The Romans brought the art of the vigneron to what are now Germany and France. In cooler climates they favoured the hillsides along the banks of the large rivers. The steep slopes allowed for maximum sunlight, and the rivers provided water for the grapes in dry times. But you had to be fit and agile to make it all work. It’s high maintenance farming, difficult to automate, so the region aims at premium wines. They can’t compete with cheaper imports from Spain, Italy – or overseas.

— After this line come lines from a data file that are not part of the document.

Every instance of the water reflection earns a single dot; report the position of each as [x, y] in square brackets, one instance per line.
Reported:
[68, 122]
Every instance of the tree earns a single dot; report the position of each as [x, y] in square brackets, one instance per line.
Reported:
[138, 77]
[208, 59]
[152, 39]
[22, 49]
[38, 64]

On the high slopes they use little trolleys with engines, attached to a rail, to bring up tools, and send grapes down for pressing in the Autumn. The Romans, it seems, invented a wine press way back in the early years of the current age. Grapes were tipped into a container with holes. A lid with a heavy rock was lowered onto the grapes, and that pressed the wine. When the Romans left, the locals went back to using their feet for many centuries. See how knowledge is lost?
Scenic Jade glided through a light mist past the little towns and precipitous vineyards, the pruned vines beginning to put on leaf with the advent of the spring. The soil is built on slate, which they use as a mulch to keep the moisture and the warmth in. Mostly they grow Riesling, but with climate change, they’ve started experimenting with chardonnay and even some reds like merlot.
We tied up at the small town of Bernkastel–Kue, once again small and picturesque, with the obligatory ruined castle high on the hill. We’ll be here overnight.